The Great Influenza: The Story of the Deadliest Pandemic in History - John M. Barry
In 2004 the National Academies of Sciences awarded this history the prize for Outstanding Book on Science and Medicine. It is impossible to read it and not make comparisons with our experience since 2020.
The Great Influenza and covid have points in common. Both viruses originated in animals and made the leap to humans. Their mode of transmission is primarily airborne droplets. Both are primarily respiratory viruses, but infect practically every organ, with neurological impacts like brain fog, unfortunate cardiovascular outcomes, and peculiar symptoms like nose bleeds, pink eye and swollen testicles.
But there are differences as well. Covid killed the elderly, but the median age of influenza deaths was in the mid to late twenties. When we are younger, our immune systems are powerful – so powerful that it over-reacts with cytokine storm, which causes autoimmune problems. About 30-40% died directly from influenza while the other 60-70% died from secondary bacterial pneumonia.
Also, in 1918, ordinary people saw horrible disgusting deaths from influenza all around them. It was clear to most people that influenza was not “just the flu,” the refrain that dummies who never had the flu kept saying about covid. People in 1918 didn’t believe the lies the government and newspapers were putting out, unlike the 40% that relished down the nonsense and bilge Trump and his supporters coughed up.
Influenza was probably less transmissible than covid but much more virulent and its progress was much faster. That is, quicker than covid was influenza’s incubation period, how long the patient was sick, and how long an infected person shed virus. A person could feel fine in the morning and be dead of influenza that same evening.
A major factor in the high death toll for influenza was the fear and chaos created by the way the government handled influenza. Because the USA had just entered WWI, the government was determined to control the narrative and not let the country get depressed by the pandemic and then distracted from the war effort. With the hope of bolstering morale on the home front, Arthur Bullard, one of President Wilson’s publicists, wrote at the time, “Truth and falsehood are arbitrary terms. The force of an idea lies in its inspirational value. It matters very little whether it is true or false.”

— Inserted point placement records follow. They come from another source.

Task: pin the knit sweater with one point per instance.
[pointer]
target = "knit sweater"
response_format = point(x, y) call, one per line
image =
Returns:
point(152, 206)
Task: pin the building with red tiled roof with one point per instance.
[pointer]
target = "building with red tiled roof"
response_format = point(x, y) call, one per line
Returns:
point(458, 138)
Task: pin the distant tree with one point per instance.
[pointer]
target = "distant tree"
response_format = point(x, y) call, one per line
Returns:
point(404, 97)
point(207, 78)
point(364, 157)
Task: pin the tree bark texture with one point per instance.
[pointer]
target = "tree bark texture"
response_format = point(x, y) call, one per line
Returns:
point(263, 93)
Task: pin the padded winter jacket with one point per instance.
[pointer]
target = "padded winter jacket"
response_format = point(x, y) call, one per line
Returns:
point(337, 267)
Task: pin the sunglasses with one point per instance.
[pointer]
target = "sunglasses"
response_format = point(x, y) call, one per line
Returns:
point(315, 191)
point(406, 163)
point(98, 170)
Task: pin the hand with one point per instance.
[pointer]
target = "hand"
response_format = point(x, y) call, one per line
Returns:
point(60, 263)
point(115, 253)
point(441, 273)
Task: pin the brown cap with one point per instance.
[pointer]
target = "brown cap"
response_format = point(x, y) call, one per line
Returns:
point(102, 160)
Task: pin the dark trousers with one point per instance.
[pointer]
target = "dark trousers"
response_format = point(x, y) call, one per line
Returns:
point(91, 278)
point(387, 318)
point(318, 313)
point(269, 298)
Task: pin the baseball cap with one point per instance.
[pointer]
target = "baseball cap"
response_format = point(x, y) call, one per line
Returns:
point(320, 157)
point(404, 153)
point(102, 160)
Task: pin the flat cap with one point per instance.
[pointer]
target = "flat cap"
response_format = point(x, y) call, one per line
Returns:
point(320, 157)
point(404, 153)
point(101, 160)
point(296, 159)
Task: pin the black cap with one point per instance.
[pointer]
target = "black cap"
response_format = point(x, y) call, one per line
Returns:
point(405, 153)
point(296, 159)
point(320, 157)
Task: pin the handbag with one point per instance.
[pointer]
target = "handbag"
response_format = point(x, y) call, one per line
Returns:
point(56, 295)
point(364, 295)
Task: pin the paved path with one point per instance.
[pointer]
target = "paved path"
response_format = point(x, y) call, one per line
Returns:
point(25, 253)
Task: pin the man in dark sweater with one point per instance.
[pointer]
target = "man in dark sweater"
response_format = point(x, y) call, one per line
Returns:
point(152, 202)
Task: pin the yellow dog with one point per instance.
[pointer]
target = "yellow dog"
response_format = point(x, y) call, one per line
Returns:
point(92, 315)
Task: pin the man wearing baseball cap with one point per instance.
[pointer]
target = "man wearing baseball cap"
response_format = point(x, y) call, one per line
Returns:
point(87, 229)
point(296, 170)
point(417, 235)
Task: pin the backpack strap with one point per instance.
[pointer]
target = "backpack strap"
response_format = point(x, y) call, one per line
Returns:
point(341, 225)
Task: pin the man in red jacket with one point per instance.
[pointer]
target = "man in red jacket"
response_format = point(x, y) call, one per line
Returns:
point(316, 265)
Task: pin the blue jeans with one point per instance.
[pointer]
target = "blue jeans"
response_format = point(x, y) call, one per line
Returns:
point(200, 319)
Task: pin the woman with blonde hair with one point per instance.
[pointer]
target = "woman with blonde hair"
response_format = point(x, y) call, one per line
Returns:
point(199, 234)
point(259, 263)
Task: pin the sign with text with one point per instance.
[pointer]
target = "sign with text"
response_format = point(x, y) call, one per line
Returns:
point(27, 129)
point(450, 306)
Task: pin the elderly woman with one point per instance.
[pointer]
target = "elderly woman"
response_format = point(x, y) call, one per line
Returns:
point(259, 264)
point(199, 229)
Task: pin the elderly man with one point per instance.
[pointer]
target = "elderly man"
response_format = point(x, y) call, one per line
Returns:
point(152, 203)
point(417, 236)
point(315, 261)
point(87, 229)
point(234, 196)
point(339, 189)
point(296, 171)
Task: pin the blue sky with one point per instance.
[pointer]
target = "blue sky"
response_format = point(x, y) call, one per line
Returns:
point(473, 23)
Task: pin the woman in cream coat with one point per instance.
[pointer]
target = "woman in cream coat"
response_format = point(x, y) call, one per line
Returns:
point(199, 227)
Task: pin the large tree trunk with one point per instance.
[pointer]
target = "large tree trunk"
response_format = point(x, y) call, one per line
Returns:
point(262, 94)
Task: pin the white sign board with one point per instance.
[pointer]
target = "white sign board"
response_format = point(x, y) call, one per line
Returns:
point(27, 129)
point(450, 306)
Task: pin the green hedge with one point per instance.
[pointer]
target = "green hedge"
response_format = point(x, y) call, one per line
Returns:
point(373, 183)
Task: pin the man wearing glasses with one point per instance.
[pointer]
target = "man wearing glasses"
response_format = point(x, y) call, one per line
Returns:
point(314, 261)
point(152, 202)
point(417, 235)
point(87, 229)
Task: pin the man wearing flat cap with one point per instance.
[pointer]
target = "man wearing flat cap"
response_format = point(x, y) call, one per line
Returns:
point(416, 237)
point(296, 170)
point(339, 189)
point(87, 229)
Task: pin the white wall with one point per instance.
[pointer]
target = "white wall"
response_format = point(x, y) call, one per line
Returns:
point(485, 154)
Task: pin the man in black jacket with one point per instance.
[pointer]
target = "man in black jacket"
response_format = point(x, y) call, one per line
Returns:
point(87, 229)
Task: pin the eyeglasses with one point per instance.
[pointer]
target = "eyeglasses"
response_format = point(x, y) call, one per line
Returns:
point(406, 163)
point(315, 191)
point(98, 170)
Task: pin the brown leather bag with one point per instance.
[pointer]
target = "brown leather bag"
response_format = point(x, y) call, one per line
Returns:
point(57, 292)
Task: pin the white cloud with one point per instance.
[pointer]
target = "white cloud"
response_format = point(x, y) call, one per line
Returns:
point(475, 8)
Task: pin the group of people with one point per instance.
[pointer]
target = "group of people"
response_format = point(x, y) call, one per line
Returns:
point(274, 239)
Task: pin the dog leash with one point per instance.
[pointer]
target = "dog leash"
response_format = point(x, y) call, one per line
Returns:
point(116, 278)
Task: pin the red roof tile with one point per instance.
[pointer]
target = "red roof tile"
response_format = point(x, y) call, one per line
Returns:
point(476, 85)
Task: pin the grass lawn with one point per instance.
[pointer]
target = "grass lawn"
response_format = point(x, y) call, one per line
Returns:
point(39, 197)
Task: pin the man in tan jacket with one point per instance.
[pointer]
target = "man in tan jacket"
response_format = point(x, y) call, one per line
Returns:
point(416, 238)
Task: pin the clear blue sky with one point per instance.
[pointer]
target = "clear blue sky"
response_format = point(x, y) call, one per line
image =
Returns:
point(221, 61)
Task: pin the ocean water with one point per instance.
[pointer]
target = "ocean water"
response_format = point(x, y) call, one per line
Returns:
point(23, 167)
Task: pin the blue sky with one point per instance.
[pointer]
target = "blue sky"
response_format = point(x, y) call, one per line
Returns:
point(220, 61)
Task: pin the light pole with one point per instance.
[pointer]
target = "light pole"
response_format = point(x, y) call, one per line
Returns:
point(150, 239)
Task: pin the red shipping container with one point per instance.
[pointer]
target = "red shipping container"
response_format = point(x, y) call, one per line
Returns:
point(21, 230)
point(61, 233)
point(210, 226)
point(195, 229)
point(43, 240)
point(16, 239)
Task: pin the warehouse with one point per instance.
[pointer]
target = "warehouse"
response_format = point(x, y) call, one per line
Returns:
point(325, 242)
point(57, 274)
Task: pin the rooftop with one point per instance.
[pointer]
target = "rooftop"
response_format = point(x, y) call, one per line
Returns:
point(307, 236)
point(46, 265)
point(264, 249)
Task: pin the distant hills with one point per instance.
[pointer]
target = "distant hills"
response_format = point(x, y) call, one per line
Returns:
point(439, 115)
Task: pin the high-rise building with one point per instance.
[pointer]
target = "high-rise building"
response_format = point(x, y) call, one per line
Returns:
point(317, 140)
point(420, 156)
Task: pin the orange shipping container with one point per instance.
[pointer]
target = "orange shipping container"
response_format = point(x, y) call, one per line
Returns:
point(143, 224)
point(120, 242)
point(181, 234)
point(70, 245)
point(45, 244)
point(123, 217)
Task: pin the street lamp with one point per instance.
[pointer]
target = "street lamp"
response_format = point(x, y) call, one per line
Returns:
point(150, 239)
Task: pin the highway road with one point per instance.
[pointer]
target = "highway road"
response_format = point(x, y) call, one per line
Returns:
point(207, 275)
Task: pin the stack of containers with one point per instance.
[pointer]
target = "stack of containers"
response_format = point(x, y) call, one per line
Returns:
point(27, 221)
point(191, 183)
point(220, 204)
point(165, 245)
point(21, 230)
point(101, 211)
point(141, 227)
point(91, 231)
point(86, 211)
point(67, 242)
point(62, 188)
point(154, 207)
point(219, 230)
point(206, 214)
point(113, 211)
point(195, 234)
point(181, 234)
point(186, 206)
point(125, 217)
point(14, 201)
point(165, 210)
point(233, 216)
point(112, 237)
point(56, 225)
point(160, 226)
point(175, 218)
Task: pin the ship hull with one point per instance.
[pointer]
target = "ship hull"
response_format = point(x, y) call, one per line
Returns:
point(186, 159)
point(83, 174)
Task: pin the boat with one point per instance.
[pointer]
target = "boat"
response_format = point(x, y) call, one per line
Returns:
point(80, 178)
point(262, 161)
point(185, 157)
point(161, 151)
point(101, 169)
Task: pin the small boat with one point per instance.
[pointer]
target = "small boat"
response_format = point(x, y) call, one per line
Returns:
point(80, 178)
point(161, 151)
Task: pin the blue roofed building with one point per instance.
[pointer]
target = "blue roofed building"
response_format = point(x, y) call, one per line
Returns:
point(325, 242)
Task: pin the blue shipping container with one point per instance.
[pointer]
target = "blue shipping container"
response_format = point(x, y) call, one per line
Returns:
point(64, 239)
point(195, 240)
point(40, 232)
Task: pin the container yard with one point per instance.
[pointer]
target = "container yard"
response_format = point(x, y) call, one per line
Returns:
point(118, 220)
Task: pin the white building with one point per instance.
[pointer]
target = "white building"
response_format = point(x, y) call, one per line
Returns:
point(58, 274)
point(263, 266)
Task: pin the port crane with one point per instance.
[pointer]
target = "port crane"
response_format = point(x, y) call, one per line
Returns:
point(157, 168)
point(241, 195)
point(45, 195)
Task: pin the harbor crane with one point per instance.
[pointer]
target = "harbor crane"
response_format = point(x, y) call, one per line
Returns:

The press of 1918 was extremely complicit with the government telling falsehoods about and down-playing the pandemic. Nor did the country have a truth-teller like Anthony Fauci at the national level. Barry notes that when people feel they are being lied to, society starts to fray. Governments at all levels must tell the truth, and make guidance on masking, social distancing, lockdowns, etc. crystal clear. People can deal with reality a lot better than their terrible anxieties which their feverish imaginations and twitter can come up with.
The book is fascinating about the social and political
issues key to the 1918 pandemic and the effect of WWI on American life in
general. We were never the same country after WWI. Woe to the republic. The
lesson we can draw on, I suppose, is the obvious one: it’s important to elect
competent people of character to office. George W. Bush had the vision to
invest millions in vaccine technology, a national stockpile, and plans for a
pandemic. Barak Obama also devised plans for dealing with a pandemic (which
Orange’s enablers and henchmen never consulted).